KUALA LUMPUR, Dec 19 — Datuk Seri Anwar Ibrahim is expected to secure a convincing majority in today’s vote of confidence as he bids to remove any lingering doubt around the legitimacy of his prime ministership, analysts predicted.

Anwar is set to table a motion of confidence in the Dewan Rakyat today in a special proceeding that is scheduled to last until tomorrow, following up on a pledge to test his support in Parliament made upon his appointment as prime minister of a “unity government” forged with rivals amid controversy.

The announcement was lauded by governance watchdogs and political observers who said Anwar was setting a crucial precedent to prevent future attempts to bypass the Parliament in the event no clear winner emerges from a general election.

“This is a very positive move because the last two governments in 2020 and 2021 despite claiming to have a majority (support) they didn’t test it in Parliament with a confidence vote, in fact the Speaker (at the time) blocked it,” said James Chin, political analyst with the University of Tasmania.


“So, this is a very good chance for Anwar to show that he has legitimacy and the support of Parliament to be prime minister and govern and I’m hoping that all future governments would do the same even if it’s a ‘backdoor’ government,” he added.

A “backdoor government” was a pejorative that critics of the Perikatan Nasional administration coined after it replaced the first democratically-elected Pakatan Harapan government via a power grab in 2020, later dubbed as the “Sheraton Move”.

The PN leadership was then alleged to have installed a sympathetic Dewan Rakyat Speaker to block any attempt to test Tan Sri Muhyiddin Yassin’s support in Parliament, an allegation Tan Sri Azhar Idris Harun denied.


Azhar, who had said he would step down, will have already vacated the Speaker seat by now and members of Parliament are expected to vote for his replacement and two deputies by today or tomorrow.

Voting will not be done en bloc, according to Tanjung Malim MP and federal minister Chang Lih Kang, who said the electing the Speaker and deputy Speakers be among the sitting’s three main agendas.

The Anwar administration said it would only table a provisional Budget to cover emoluments of the civil service. A full federal spending plan is expected to be tabled in the first quarter of next year.

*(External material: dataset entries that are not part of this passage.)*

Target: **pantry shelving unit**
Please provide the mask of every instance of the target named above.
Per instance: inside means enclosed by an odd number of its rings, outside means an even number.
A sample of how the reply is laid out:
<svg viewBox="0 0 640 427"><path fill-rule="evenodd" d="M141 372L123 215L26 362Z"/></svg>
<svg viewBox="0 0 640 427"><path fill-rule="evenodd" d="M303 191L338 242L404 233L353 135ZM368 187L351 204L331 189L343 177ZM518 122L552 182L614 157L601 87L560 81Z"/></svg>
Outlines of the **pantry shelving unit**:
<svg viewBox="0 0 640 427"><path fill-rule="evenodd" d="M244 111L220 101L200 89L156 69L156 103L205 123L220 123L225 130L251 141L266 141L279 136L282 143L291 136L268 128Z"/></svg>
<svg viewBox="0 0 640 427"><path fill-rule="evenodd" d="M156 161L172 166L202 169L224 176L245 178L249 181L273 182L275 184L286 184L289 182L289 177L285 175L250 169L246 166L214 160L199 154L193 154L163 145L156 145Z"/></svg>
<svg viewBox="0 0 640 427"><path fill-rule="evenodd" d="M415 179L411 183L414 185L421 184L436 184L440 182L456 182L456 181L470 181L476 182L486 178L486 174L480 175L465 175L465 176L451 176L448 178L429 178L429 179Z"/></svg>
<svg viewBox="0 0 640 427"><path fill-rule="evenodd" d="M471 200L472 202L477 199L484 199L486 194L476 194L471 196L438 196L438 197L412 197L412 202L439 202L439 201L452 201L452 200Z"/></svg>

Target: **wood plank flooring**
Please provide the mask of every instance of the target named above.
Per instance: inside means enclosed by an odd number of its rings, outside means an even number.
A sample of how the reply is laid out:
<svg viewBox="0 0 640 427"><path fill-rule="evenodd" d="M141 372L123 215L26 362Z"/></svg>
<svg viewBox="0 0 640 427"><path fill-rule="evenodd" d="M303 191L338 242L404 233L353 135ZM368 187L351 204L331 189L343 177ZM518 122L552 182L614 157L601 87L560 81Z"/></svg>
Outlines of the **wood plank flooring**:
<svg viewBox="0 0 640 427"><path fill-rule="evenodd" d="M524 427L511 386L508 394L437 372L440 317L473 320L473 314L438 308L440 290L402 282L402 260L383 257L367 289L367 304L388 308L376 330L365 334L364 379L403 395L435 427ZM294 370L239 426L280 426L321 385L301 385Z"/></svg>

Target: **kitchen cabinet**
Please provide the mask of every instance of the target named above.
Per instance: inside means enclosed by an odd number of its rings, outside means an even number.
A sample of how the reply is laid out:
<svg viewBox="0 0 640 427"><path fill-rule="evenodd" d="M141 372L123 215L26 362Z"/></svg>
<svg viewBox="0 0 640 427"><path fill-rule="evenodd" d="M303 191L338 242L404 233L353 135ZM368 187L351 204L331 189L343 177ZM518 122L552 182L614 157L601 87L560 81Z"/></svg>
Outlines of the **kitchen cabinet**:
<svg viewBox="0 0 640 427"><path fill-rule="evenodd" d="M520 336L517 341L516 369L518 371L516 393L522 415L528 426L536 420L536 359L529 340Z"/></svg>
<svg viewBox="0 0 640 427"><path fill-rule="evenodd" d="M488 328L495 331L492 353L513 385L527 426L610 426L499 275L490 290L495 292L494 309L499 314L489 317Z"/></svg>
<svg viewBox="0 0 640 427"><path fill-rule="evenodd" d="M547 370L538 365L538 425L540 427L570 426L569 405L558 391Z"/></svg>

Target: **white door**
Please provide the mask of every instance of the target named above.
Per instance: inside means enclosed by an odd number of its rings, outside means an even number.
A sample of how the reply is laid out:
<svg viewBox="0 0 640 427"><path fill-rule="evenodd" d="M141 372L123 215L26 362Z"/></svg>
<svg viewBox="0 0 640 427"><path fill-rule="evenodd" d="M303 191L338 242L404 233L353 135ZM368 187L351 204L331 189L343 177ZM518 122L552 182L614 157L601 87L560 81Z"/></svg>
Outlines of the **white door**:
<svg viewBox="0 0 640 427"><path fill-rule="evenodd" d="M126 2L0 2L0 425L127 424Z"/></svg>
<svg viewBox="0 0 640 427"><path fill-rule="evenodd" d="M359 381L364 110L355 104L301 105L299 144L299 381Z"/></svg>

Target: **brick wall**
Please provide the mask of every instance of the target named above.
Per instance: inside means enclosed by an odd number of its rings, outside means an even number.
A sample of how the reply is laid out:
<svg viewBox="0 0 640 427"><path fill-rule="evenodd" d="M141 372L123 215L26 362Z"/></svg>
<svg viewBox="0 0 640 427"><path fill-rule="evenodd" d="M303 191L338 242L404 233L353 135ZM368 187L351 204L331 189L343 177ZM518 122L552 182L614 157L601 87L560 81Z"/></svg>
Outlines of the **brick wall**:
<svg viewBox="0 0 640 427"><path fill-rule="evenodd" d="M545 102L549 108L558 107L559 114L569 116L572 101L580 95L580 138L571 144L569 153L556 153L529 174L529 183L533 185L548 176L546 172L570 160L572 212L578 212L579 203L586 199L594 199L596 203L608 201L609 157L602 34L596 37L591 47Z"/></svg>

When asked if Anwar and PH can expect a smooth vote, the PKR vice-president was confident the outcome would be positive.

“I think so. So far so good,” he told Malay Mail.

A vote of confidence for Anwar, the MP for Tambun, could also signal the start of a stable term free of the political upheavals that beset the previous two administrations, which is crucial to restore confidence given the composition of Anwar’s coalition government.

Despite holding 82 out of the 222 seats, a sudden pullout by any of the coalition partners could jeopardise Anwar’s administration. Anwar’s coalition government currently includes Barisan Nasional, Gabungan Parti Sarawak and Gabungan Rakyat Sabah. BN holds 30 seats while GPS and GRS have 22 and six seats, respectively.

“It’s important (for Anwar to show he commands majority support) so that this government can move forward and do their job effectively,” said Azmi Hasan, a political analyst.

“There would be no more lingering questions about Anwar’s legitimacy, especially from PN leaders.”

In 2021, Muhyiddin was forced to resign after 11 BN lawmakers withdrew their support in a move engineered to place Umno in the driver's seat.

Muhyiddin was replaced with Datuk Seri Ismail Sabri Yaakob, one of Umno’s three vice-presidents, but the party was still forced to share power with Muhyiddin and members of the PN coalition because it had no majority backing.

As a result, the fragile Ismail government was forced to make concessions with the Opposition to prevent another power tussle.

Oh Ei Sun, a fellow at the Singapore Institute of International Affairs, said there is always a risk it could recur as mounting public suspicion and criticism of Anwar’s Cabinet line-up, whose members include Umno leaders facing multiple corruption charges, could force partners to abandon the coalition government.

Some analysts suggest the recent Padang Serai election result, which PH lost to PN despite being a three-term incumbent, was an early sign of potential disillusionment with Anwar’s reform pledges.

“Obtaining a two-third majority is at best ephemeral under the current fluid Malaysian political situation,” he said.

“It would probably prolong his government for a short period of time, hopefully weeks and not days. It may also be arguably attributed to his appointment of those corruption-tainted leaders, who roped in their parties’ MPs to support Anwar,” Oh added.

“So, if anything, it magnifies or keeps the controversy warm.”